There was also a special reason to give Olav a copy of Olav’s saga. Olav IV was a boy king—only seventeen years old when Flateybok was made. His father, King Håkon Magnusson the Younger, Håkon VI, had died when Olav was ten. Håkon’s queen, the Danish princess Margrete, was ruling Norway until Olav was old enough to rule by himself. We can easily imagine that as the time approached when Olav would be king in his own right, the Icelander Jon Håkonsson—whose father had been named after Olav’s father—hoped that the young king would be a wise and good ruler and would not forget about his subjects in Iceland.

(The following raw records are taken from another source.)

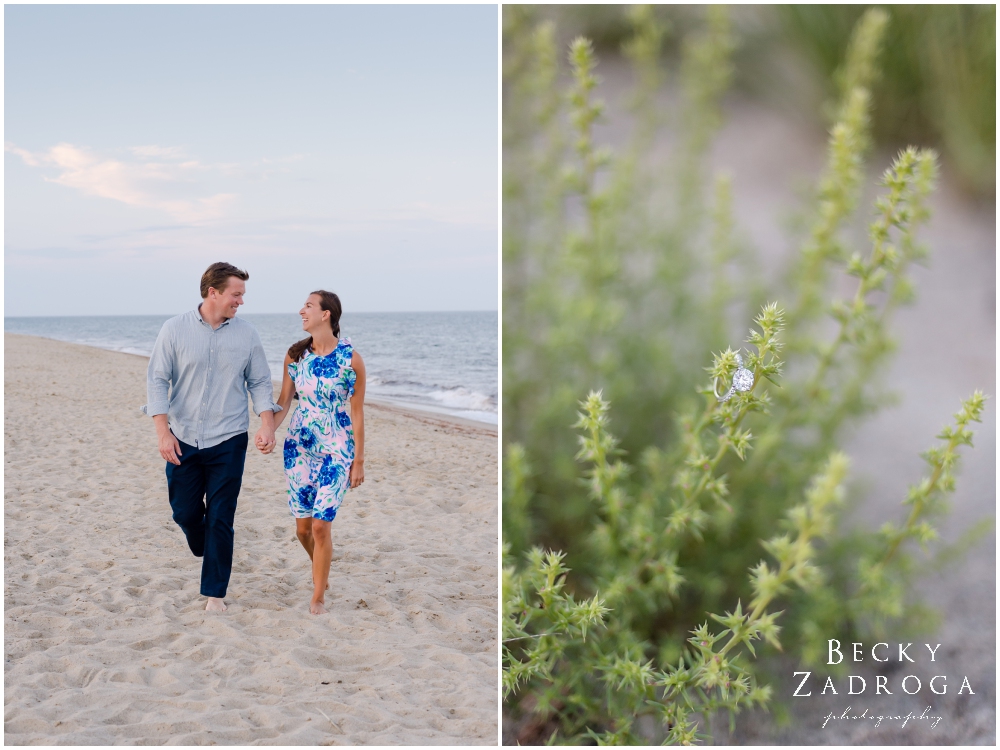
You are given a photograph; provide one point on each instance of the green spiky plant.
(618, 275)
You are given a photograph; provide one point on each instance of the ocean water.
(442, 362)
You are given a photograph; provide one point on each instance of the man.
(203, 364)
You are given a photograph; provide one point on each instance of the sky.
(350, 148)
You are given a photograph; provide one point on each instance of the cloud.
(163, 185)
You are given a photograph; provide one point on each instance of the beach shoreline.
(106, 637)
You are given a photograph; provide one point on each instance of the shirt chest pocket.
(229, 358)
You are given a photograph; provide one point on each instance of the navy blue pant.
(203, 492)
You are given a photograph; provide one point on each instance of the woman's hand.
(357, 473)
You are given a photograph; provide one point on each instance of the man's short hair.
(217, 276)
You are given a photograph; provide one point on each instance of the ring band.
(742, 381)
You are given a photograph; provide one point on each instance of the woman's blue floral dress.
(319, 448)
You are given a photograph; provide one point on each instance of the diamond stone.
(743, 380)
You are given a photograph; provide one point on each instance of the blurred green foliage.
(937, 82)
(622, 273)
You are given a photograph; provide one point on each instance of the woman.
(325, 447)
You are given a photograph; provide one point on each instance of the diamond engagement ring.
(742, 381)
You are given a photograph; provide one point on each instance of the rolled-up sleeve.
(258, 377)
(159, 374)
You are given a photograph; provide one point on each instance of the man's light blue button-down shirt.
(210, 372)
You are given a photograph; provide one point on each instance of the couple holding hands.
(203, 364)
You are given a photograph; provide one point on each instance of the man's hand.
(357, 473)
(170, 449)
(264, 440)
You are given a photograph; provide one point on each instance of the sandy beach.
(106, 640)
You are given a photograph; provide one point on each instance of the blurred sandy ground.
(946, 351)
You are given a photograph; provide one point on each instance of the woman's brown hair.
(331, 303)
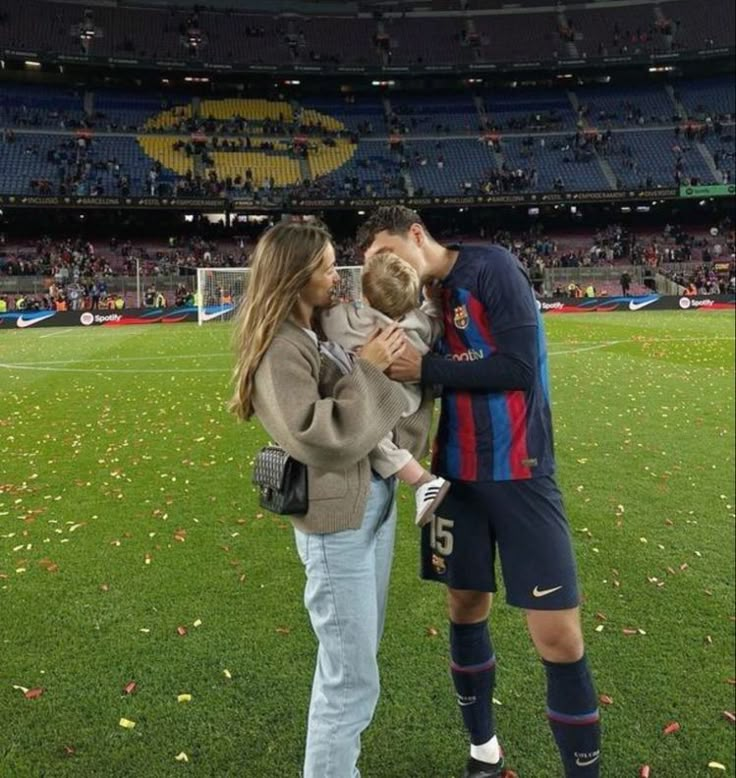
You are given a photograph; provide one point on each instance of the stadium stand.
(499, 35)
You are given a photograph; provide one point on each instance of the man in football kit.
(494, 443)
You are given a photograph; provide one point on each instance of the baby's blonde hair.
(390, 285)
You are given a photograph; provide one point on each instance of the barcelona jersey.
(492, 435)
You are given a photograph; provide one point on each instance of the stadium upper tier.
(607, 138)
(532, 32)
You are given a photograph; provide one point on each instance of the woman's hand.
(384, 346)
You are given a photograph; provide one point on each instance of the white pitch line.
(150, 358)
(135, 371)
(58, 332)
(44, 366)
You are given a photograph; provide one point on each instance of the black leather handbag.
(281, 482)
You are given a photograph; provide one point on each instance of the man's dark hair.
(394, 219)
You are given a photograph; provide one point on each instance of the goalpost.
(220, 290)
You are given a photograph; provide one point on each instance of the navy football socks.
(473, 668)
(572, 709)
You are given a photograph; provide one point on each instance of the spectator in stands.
(625, 283)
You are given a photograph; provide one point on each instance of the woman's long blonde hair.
(283, 262)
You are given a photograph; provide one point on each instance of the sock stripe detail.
(480, 668)
(580, 720)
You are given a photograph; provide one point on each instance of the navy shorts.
(525, 521)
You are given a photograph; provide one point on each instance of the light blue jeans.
(346, 593)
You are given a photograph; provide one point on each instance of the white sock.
(487, 752)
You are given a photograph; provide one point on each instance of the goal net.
(220, 290)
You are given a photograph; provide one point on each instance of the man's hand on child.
(406, 366)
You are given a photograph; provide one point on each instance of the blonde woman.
(328, 413)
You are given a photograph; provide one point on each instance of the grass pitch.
(126, 513)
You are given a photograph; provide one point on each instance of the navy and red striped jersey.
(487, 434)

We should not be surprised that Jon Håkonsson used an indirect method to educate young Olav. Although there were books about how to be a good king, such as Konge-speilet, which King Håkon den gamle, Håkon IV, had written for his sons around 1250, it is one thing for a king to tell his sons how to rule; it is quite another thing for an Icelander to offer instruction! Instead, Jon Håkonsson conveyed his lessons to Olav through stories and pictures. Reading stories in the Middle Ages was not like reading today. As you know, some kinds of stories involve a task or job for the reader. For example, in detective stories, our task is to solve the mystery. In the Middle Ages, the task for the reader was an ethical one. Even when they were being entertained, readers were supposed to judge the characters and to act on their judgments. The task of the reader was to imitate the good behaviour and to avoid imitating the bad behaviour.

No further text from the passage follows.